Amazon has stopped more than 1,800 suspected North Korean agents from applying for jobs over the last 20 months, a top executive at the firm has said.
In a post on LinkedIn, Stephen Schmidt, Amazon's chief security officer, said North Korean nationals had in recent years been attempting to land remote tech roles with companies across the globe.
"Their objective is typically straightforward: get hired, get paid, and funnel wages back to fund the regime's weapons programs," Schmidt wrote.
Amazon has used a combination of AI-powered screening and human verification to detect and block such applications, Schmidt continued.
The company's AI model searches for connections to around 200 "high-risk institutions" and analyzes "anomalies across applications" and "geographic inconsistencies."
Human reviewers then conduct background checks, verify credentials, and carry out interviews, he added.
Schmidt said fraudsters were becoming more "calculated," with many targeting real software engineers in an effort to gain credibility.
Others attempt to take over dormant LinkedIn accounts or pay for access to existing profiles, he continued.
AI and machine-learning roles have been increasingly targeted due to high demand, he added.
"Small details give them away," Schmidt went on. "For example, these applicants often format U.S. phone numbers with "+1" rather than "1." Alone, this means nothing. Combined with other indicators, it paints a picture."

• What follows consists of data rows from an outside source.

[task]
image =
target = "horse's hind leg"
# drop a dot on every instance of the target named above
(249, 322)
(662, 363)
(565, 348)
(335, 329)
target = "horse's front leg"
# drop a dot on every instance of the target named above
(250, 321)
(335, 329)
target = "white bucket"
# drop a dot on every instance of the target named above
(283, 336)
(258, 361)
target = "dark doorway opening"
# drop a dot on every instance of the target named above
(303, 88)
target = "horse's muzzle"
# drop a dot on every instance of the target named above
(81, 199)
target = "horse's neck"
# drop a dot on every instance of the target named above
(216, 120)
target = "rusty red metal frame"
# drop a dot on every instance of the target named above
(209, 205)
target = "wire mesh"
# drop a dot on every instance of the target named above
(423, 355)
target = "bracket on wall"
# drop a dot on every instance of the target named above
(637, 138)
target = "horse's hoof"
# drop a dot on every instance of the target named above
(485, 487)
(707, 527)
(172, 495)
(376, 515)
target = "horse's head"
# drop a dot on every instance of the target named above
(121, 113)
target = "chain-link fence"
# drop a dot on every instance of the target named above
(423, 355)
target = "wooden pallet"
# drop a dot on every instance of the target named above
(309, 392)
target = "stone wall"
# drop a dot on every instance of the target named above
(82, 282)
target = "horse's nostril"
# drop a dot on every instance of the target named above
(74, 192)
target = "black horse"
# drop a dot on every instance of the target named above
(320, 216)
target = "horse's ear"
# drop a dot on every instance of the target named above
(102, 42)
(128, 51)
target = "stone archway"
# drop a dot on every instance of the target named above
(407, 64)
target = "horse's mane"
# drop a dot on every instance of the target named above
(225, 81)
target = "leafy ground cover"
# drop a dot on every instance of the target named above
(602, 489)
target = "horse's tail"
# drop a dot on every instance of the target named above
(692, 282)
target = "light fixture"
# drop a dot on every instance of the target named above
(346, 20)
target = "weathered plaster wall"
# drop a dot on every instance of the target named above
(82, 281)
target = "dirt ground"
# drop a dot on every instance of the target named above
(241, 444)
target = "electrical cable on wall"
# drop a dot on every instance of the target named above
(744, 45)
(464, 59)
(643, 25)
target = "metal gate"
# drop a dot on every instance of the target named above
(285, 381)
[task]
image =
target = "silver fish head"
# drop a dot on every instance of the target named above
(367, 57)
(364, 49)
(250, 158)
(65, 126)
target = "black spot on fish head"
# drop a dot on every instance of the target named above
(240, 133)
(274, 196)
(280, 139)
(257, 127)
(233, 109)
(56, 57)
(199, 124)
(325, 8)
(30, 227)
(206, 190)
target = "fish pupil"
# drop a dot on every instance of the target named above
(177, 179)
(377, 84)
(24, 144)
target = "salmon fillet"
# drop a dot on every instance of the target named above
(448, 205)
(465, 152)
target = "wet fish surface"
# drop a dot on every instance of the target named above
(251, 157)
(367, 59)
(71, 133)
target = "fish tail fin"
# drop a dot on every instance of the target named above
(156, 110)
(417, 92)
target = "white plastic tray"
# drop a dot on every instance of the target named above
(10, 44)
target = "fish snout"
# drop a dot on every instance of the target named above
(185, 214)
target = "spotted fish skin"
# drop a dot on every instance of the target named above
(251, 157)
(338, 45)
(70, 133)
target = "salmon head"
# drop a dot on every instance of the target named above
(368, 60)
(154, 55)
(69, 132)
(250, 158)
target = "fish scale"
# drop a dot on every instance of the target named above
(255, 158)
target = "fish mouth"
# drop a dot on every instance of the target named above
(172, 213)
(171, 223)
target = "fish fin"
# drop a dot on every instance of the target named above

The operatives often work with "laptop farms," Schmidt said, which are US-based locations that maintain a domestic presence while workers operate remotely from abroad.
"This isn't Amazon-specific," Schmidt added. "This is likely happening at scale across the industry."
In July, an Arizona woman was sentenced to 102 months in prison for her role in assisting North Korean IT workers in securing remote IT jobs at more than 300 US companies.
The Justice Department said the laptop farming scheme generated over $17 million in illicit revenue for the woman and Pyongyang.
CrowdStrike's 2025 Threat Hunting Report found that the North Korean remote-worker scheme is a growing threat.
Amazon had detected 27% more North Korea-linked applications quarter over quarter this year, Schmidt said.
In June, the DOJ said authorities had carried out searches of 29 known or suspected "laptop farms" across 16 US states. It said North Korean actors had managed to obtain employment with more than 100 US companies.
The DOJ did not name the companies but said they included Fortune 500 firms.
The FBI recommends that businesses scrutinize identity verification documents, verify prior employment and education, and require in-person meetings.